Qu’est-ce que tu veux ?

GUERCHARD

Je t’offre…

LUPIN

Tu m’offres ? Alors, c’est pas vrai… Tu me roules.

GUERCHARD

Rassure-toi. À toi personnellement, je ne t’offre rien.

LUPIN

Rien ?

GUERCHARD

Rien !

LUPIN

Alors, tu es sincère. Et à part ça ?…

GUERCHARD

Je t’offre la liberté.

LUPIN

Pour qui ? Pour mon concierge ?

GUERCHARD

Ne fais pas l’idiot, une seule personne t’intéresse, je te tiens par elle : Sonia Krichnoff !

LUPIN

C’est-à-dire que tu me fais chanter.

GUERCHARD

Tu l’as dit.

LUPIN

Soit, pour l’instant tu es le plus fort. Ça ne durera pas. Mais tu m’offres la liberté de la petite ?

GUERCHARD

Oui.

LUPIN

Sa liberté entière… Ta parole d’honneur ?

GUERCHARD, vivement.

Oui.

LUPIN, vivement.

Tu le peux ?

GUERCHARD

Je m’en charge.

LUPIN, vivement.

Comment feras-tu ?

GUERCHARD, vivement.

Je mettrai les vols sur ton dos.

LUPIN

Oui, j’ai bon dos… Et en échange… qu’est-ce qu’il te faut ?

GUERCHARD

Ah ! tout. Tu vas me rendre les tableaux, les tapisseries, le mobilier Louis XIV, le diadème, et l’acte de décès de Charmerace.

LUPIN

Oui, foutu. Je serai foutu… Veux-tu aussi ma sœur ? Enfin quoi ! tu veux ma peau ?

GUERCHARD

Oui, je veux ta peau.

LUPIN

La peau !

GUERCHARD

Tu ne veux pas ?

LUPIN

Je peux te donner un verre de porto, mais c’est tout ce que je peux faire pour toi.

GUERCHARD

Soit !

(On sonne. Il va à la porte.)

LUPIN, courant.

Attends ! Attends !

GUERCHARD, à Boursin qui entre.

Qu’est-ce que c’est ?

LUPIN, fortement.

J’accepte, j’accepte tout.

BOURSIN, à Guerchard.

C’est un fournisseur.

LUPIN

Un fournisseur ? Je refuse.

(Boursin se retire.)

GUERCHARD

Je vais coffrer la petite.

LUPIN

Pas pour longtemps.

GUERCHARD

Tu connais ton code : minimum, cinq ans.

LUPIN

Tu mens ! tu ne peux pas !

GUERCHARD

… Article 386.

LUPIN, après un instant.

Au fait, si je te rends tout… j’en serai quitte pour tout reprendre un de ces jours…

GUERCHARD, ironique.

Parbleu ! quand tu sortiras de prison.

LUPIN

Il faudra d’abord que j’y entre.

GUERCHARD

Ah ! mais pardon, si tu acceptes, je pense t’arrêter !

LUPIN

Évidemment, tu m’arrêtes si tu peux…

GUERCHARD

Tu acceptes ?

LUPIN

Eh bien…

GUERCHARD

Eh bien ?

LUPIN, violemment.

Eh bien ! non !…

GUERCHARD

Ah !

LUPIN

Non.
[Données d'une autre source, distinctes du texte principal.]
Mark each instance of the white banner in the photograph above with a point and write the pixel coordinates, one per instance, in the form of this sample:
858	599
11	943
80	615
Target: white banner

Tu veux m’avoir… tu me la fais… tu te fiches de Sonia au fond… Tu ne l’arrêteras pas… Et puis même… tu l’arrêtes… soit ! j’admets… C’est pas tout d’arrêter, il faut prouver. As-tu des preuves ? Oui, je sais, le pendentif, eh bien ! prouve-le. Non, Guerchard, après dix ans que j’échappe à tes griffes, me faire piger pour sauver cette petite qui n’est même pas en danger. Je refuse.

GUERCHARD

Soit. (On sonne.) Encore… On sonne beaucoup chez toi, ce matin. (À Boursin qui entre.) Qu’est-ce que c’est ?

BOURSIN

Mlle Krichnoff.

GUERCHARD

Ah ! Empoigne-la… Voilà le mandat… Empoigne-la…

LUPIN, sautant à la gorge de Boursin.